5 In Formal Opinion No. 475 this Committee defined intrinsically valuable documents as "money orders, travelers checks, stocks, bonds, wills, original deeds, original notes, judgments and the like which have value, or may have value, in and of themselves [footnote omitted] or which themselves create or extinguish legal rights or obligations."
6 Although the Committee does not believe that documents of significant pecuniary value need to be identified in the notice, the Committee does believe that the notice should state that the files may contain documents of significant pecuniary value. Documents of intrinsic value should be identified.
7 L.A. County Bar Association, Professional Responsibility and Ethics Committee, Formal Opinion No. 414 (1983). For comprehensive discussion of this principle see Hood, "The Attorney-Client Privilege and a Revised Rule 1.6: Permitting Limited Disclosure After the Death of the Client", 7 Geo.J.Legal Ethics 741 (1994). Under no circumstances should the Law Firm sell any confidential papers or privileged communications to a third party unless the Law Firm obtains consent of the client's successors in interest and such action does not violate Law Firms duties to the deceased client under Business and Professions Code § 6068(e).
8 The privilege survives the death of the client, as against strangers; hence, in controversies between persons claiming under the decedent and others not in privity with the estate, the communications of the decedent to his attorney are protected. [Citations omitted.] The holder in such a case is the personal representative-executor or administrator. (Ev.C. 953(c).) He may therefore claim the privilege, and may waive it where it is in the interest of the estate to do so.

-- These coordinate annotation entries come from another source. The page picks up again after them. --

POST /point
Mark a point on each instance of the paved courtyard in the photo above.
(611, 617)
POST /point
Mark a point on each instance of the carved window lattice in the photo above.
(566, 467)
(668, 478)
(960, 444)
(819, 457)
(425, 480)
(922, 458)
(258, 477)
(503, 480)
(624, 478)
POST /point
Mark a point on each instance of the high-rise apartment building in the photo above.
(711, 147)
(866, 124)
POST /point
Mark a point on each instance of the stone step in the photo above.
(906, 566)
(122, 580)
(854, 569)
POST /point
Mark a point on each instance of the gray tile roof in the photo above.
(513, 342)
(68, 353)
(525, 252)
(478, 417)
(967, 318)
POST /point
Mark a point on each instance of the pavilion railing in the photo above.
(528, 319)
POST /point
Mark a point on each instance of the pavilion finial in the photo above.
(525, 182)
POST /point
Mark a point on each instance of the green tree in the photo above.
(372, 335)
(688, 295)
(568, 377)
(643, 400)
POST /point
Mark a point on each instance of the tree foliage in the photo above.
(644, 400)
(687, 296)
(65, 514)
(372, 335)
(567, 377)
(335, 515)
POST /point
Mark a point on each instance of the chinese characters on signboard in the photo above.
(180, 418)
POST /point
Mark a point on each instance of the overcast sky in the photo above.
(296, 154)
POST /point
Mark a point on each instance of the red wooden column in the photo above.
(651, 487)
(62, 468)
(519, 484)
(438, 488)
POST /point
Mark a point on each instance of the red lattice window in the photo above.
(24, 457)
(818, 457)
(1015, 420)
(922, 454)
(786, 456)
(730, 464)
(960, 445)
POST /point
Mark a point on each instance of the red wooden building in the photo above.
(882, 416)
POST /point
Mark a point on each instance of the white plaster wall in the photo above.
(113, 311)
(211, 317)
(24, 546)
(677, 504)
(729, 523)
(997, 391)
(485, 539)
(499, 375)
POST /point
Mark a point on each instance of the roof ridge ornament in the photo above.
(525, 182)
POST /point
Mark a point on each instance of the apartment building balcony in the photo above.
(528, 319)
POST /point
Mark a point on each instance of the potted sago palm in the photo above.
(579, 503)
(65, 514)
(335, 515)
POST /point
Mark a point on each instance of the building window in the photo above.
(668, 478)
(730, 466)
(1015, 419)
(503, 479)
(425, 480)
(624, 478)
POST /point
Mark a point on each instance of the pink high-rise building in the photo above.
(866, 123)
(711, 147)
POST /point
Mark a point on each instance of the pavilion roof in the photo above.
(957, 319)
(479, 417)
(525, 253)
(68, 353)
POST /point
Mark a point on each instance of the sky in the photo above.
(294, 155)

9 Where the deceased client had given specific instructions to the attorney not to disclose such matters, such instructions would govern, unless disclosure is required by law. The Committee notes that an attorney's duty under Section 6068(e) is broader and more expansive than the evidentiary privilege under the Evidence Code. L.A. County Bar Association, Professional Responsibility and Ethics Committee, Formal Opinion No. 436 (1985); State Bar Formal Opinion No. 1988-96; and In Re Soale, 131 Cal.App. 144, 153-154 (1916). The Committee also notes that the California Supreme Court has recently compelled disclosure of lawyer-client communications and attorney work product in the context of a successor trustee seeking documents pertaining to the prior administration of a trust from the former trustee and the former trustee's counsel, holding that the successor trustee is the holder of the privilege. Moeller vs. Superior Court, 1997 Lexis 7904, 97 Daily Journal D.A.R., 14679.